Future Tense

How Human Do We Want Our Robots To Be?: A Future Tense Event Recap.

Lily Hay Newman, Lance Gharavi, Woodrow Hartzog, Christine Rosen, and Patric Verrone discuss “How Human Do We Want Our Robots To Be?” at New America.

New America

When we imagine a roboticized future, we tend to think in terms of conflict, telling ourselves stories about android assassins and killer computers. But on Jan. 20, 2016, Future Tense convened a group of experts to discuss a different set of dangers: those that might arise from living at peace with robots. The important question, the panelists suggested, isn’t whether robots will want to kill all humans—it’s how human we want those robots to be.

Slate’s Lily Hay Newman, who served as moderator for the event, noted early on that we haven’t talked much about what it’ll be like to live side by side with mechanized beings.

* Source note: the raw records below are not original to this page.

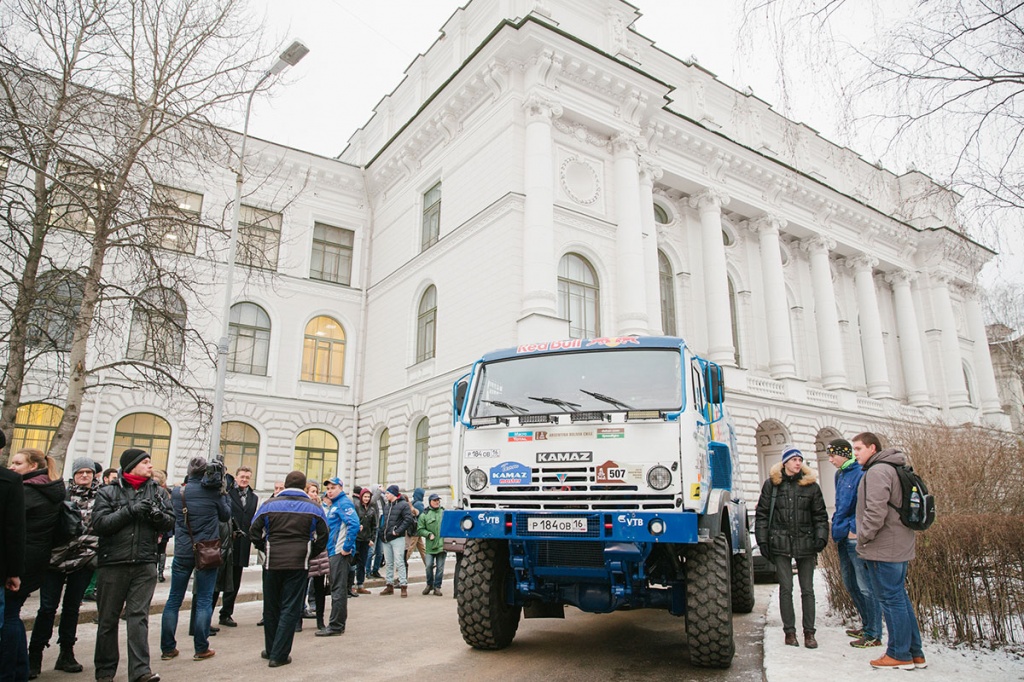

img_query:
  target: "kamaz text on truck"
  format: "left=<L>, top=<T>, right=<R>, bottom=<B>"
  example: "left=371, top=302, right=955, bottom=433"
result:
left=440, top=335, right=755, bottom=668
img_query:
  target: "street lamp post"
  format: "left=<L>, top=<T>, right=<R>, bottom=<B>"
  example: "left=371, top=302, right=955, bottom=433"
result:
left=209, top=40, right=309, bottom=462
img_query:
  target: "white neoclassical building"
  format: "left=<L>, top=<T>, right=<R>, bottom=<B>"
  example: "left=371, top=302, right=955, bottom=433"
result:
left=12, top=0, right=1009, bottom=508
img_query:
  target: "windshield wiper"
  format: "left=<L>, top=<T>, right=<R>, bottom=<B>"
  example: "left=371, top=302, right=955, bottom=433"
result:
left=528, top=395, right=582, bottom=412
left=481, top=399, right=528, bottom=414
left=580, top=389, right=632, bottom=410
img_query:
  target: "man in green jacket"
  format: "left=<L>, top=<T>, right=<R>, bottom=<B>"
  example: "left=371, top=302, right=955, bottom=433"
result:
left=417, top=494, right=445, bottom=596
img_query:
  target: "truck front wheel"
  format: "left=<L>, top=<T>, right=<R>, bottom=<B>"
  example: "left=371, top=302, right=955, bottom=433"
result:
left=457, top=539, right=522, bottom=649
left=684, top=534, right=735, bottom=668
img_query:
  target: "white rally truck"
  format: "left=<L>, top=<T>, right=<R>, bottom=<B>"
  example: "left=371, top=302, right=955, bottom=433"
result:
left=440, top=335, right=754, bottom=668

Though self-driving cars—not to mention robot butchers—seem to be on the verge of large-scale deployment, we’ve given relatively little thought to what will happen as we incorporate such creations into our ordinary lives. How might robot nannies affect children’s development? What will it be like to dance with a robot?

The central issue may come down to what Christine Rosen, senior editor of the New Atlantis, called “the Stepford Wife problem,” which she described as the probability that we’ll end up with emotional attachments to our robots. But Woodrow Hartzog, a law professor at Samford University and the owner of a Roomba nicknamed Rocko, argued that there’s nothing wrong with developing an emotional attachment to a robot. Still, issues do arise, he said, when we trick ourselves into believing that those nonhuman entities can reciprocate our affection. In other words, we should worry less about killer robots than deceptive ones, whether their deceptions arise by accident or design.

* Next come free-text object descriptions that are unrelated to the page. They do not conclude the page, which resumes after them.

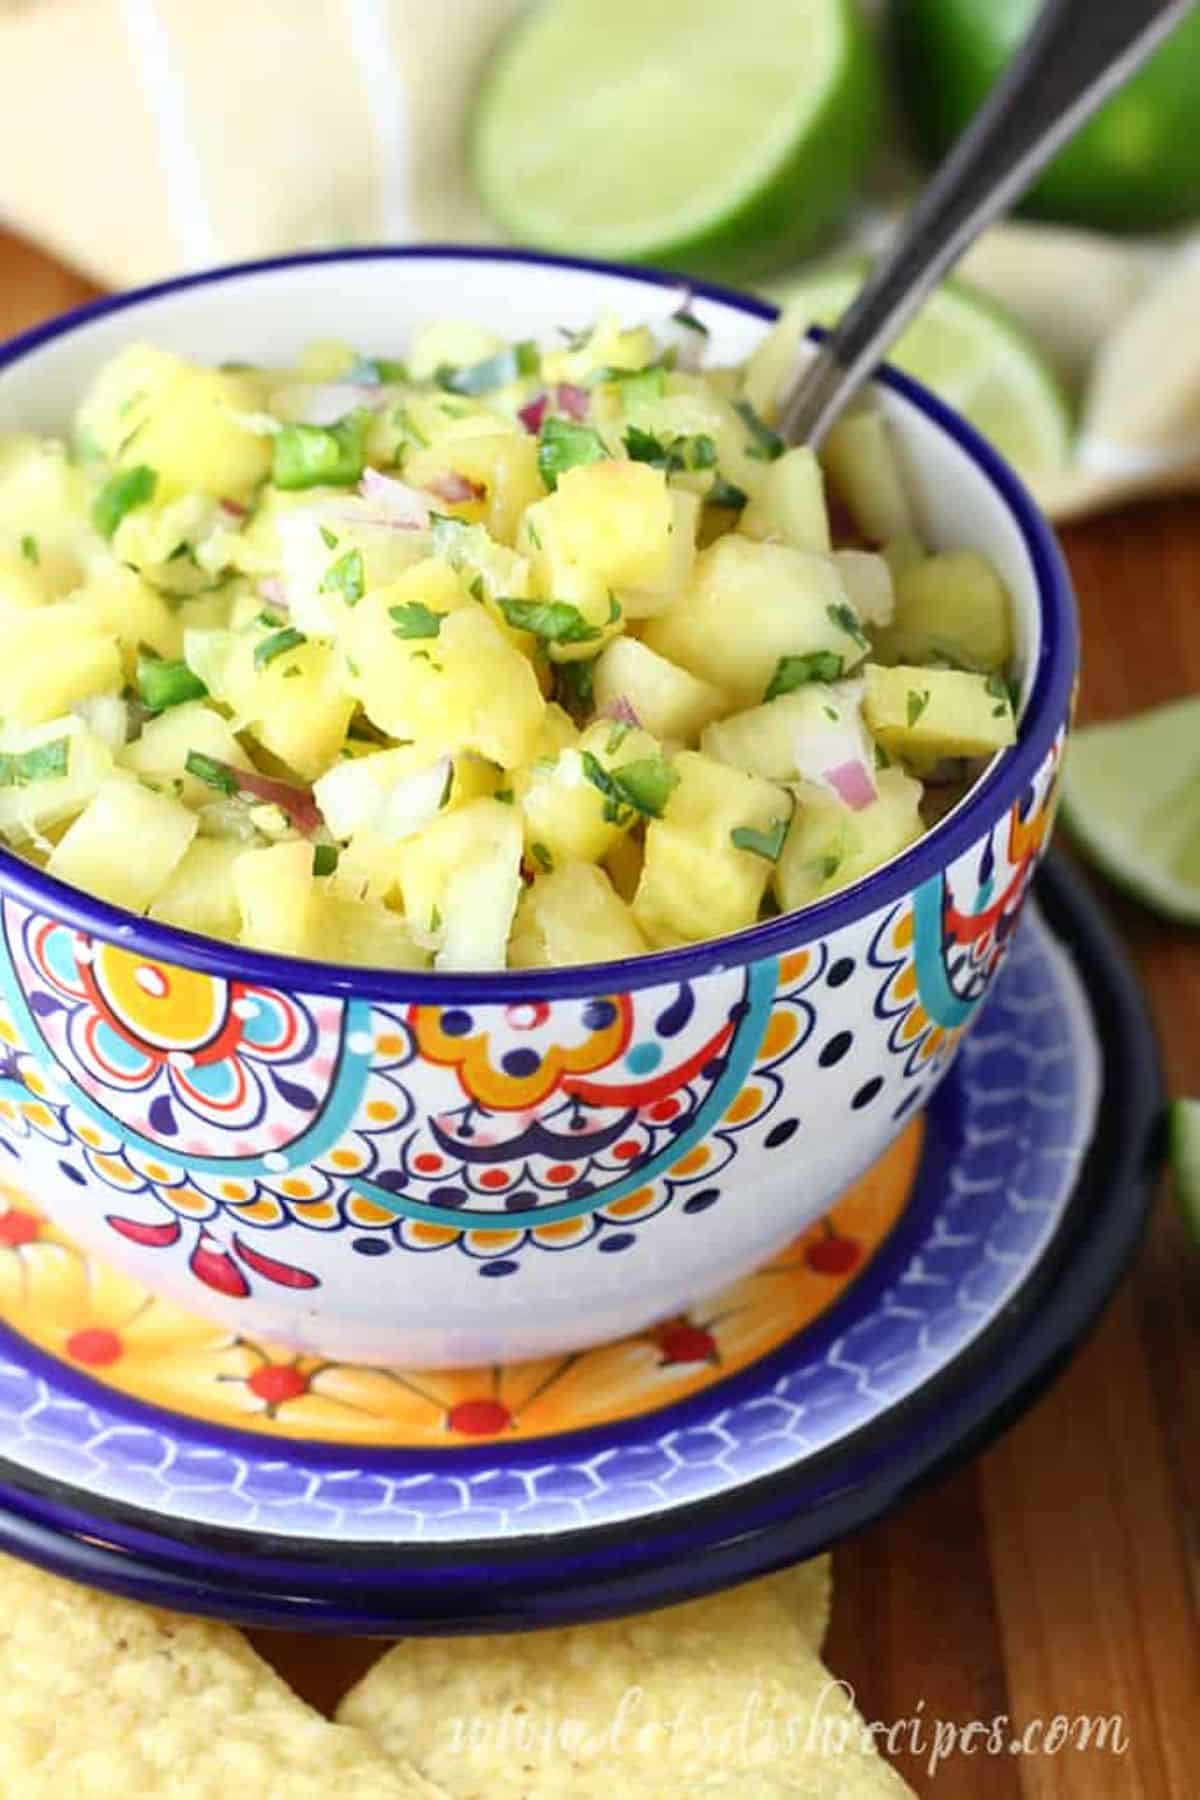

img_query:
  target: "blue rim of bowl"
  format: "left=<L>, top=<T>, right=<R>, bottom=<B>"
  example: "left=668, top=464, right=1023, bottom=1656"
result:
left=0, top=245, right=1079, bottom=1003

This concern came up in a different way when Newman asked the panelists whether robots should be allowed to lie to their human owners. Hartzog insisted that such questions force us to remember that robots are essentially tools. As such, whether a robot should lie depends on its basic purpose. Patric Verrone, writer and producer of Futurama, noted that it’s sometimes frustrating when a spell checker repeatedly informs us of our errors, but at core that’s a spell checker’s job—we wouldn’t want it to deceive us, even if it could make us happier by doing so. But in other circumstances, it might be different. For instance, with a care-taking robot in a hospice setting, Hartzog suggested, “Brutal honesty could be horrible, right?”

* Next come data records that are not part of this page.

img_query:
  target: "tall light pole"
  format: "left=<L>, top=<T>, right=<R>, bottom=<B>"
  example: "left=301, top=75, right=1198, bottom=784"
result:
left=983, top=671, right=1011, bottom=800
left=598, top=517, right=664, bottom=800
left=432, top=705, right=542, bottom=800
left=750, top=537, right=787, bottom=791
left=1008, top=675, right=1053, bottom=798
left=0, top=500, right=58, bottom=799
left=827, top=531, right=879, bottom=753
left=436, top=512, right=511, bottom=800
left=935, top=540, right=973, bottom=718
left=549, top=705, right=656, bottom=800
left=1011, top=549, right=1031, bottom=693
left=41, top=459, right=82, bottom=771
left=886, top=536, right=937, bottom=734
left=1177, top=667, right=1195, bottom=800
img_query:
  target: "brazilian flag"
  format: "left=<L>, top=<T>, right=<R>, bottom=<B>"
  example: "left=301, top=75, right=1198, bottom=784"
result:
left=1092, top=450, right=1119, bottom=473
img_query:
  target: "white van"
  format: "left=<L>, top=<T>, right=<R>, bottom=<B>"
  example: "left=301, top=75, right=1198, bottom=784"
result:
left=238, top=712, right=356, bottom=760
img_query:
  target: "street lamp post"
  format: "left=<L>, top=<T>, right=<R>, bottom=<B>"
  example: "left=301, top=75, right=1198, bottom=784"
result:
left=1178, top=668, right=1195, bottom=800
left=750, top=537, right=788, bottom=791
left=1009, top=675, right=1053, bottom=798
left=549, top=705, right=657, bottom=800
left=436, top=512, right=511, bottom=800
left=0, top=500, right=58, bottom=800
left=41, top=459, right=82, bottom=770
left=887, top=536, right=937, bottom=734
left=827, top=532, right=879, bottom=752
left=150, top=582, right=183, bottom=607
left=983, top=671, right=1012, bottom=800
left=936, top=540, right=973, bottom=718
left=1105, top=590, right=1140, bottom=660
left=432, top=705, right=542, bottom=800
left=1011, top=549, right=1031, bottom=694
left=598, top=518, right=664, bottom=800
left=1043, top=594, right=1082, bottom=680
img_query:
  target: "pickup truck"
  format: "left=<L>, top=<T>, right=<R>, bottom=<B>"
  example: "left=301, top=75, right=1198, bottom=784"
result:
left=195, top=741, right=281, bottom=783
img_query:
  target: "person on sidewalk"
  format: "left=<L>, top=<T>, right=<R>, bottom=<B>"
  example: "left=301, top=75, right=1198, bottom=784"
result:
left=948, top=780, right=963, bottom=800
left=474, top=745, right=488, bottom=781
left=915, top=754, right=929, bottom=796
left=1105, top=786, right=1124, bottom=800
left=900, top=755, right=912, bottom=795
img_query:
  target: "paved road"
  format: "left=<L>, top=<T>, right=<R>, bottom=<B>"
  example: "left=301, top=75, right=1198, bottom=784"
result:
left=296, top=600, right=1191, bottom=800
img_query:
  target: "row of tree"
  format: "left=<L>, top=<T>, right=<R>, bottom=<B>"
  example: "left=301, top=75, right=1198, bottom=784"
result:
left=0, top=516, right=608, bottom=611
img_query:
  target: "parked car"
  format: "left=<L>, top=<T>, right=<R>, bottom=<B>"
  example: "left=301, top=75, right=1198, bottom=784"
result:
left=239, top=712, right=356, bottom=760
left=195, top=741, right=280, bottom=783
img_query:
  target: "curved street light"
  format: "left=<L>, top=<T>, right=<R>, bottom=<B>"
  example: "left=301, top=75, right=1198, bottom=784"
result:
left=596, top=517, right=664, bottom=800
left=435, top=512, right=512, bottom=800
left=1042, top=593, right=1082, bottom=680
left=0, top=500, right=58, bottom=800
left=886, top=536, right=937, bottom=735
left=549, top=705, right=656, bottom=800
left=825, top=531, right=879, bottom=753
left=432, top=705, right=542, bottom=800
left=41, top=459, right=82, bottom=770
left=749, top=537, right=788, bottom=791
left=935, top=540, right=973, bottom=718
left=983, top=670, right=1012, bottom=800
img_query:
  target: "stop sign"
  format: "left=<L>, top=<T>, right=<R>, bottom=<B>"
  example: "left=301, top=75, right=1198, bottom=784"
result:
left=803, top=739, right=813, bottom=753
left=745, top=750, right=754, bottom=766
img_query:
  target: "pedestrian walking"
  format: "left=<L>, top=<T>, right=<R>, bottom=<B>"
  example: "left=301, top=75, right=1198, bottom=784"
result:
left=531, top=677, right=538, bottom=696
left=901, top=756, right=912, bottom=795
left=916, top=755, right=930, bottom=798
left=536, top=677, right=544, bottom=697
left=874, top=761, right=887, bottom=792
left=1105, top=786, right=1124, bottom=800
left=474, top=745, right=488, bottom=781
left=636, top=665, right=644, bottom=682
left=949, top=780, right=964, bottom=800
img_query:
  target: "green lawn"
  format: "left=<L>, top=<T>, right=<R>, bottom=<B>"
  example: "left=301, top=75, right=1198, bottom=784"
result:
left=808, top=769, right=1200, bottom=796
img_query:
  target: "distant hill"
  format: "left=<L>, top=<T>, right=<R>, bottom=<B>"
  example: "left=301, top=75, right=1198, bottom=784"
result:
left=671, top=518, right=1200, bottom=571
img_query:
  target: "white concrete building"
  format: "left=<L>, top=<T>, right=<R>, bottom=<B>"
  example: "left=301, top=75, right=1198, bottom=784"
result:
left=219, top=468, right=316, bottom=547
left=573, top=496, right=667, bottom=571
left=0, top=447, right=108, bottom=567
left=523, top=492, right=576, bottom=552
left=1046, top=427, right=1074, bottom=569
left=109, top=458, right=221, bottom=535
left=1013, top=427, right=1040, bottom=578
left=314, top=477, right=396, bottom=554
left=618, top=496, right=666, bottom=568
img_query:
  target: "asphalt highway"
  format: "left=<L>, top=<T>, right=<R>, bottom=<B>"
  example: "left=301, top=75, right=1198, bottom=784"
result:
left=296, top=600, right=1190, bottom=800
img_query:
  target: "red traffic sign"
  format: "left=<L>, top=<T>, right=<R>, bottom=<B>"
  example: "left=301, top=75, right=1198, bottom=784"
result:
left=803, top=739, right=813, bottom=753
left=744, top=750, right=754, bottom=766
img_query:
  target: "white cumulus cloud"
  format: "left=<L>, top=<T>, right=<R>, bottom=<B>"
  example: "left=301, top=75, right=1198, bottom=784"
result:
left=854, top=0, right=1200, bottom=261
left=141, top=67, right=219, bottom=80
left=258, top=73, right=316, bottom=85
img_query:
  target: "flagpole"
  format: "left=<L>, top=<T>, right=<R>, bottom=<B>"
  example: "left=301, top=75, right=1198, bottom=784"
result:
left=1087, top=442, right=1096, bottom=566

But Verrone said that for robots to work in these terms, they’d have to be capable of making highly subjective decisions based on circumstantial observations. Ultimately, that’s an issue of free will, a capacity that robots, by most understandings, shouldn’t—and arguably can’t—truly possess. Given that we fear the possibility of genuinely autonomous creations, Verrone proposed that we’re unlikely to build it into them in the first place.

According to Lance Gharavi, an associate professor of theater at Arizona State University, the question of free will rapidly resolves into a problem of desire. Steering the conversation into philosophical terrain, he observed that we can’t even say definitely whether humans have free will. But, he continued, if a robot has desires, even if those desires just involve the need to appropriately serve its master, then it can suffer. And if it can suffer, we have an ethical responsibility toward it. For Hartzog, on the other hand, the ethical stakes of humanlike robots have more to do with the ways that we relate to humans. Paraphrasing the claims of the Masschusetts Institute of Technology’s Kate Darling, he suggested that if we’re being cruel to robots, we really need to talk about what that cruelty does to us, not about how it affects our nonsentient creations.

The significance of this point grew clearer when Newman asked the panelists to imagine a situation in which a robot was better able to fulfill emotional and interpersonal responsibilities than a human spouse. Verrone suggested that in such a circumstance, we might like the things a robot does for us, but that doesn’t really mean that we like the robot. Accordingly, our responses to them say more about us than they do about our mechanical “friends.” Ultimately, the most important function of humanlike robots may therefore be that they force us to interrogate what humanness entails in the first place. Human has never been an especially stable concept, Gharavi said. By showing us a slightly different version of ourselves, robots might help us understand that category a little more expansively.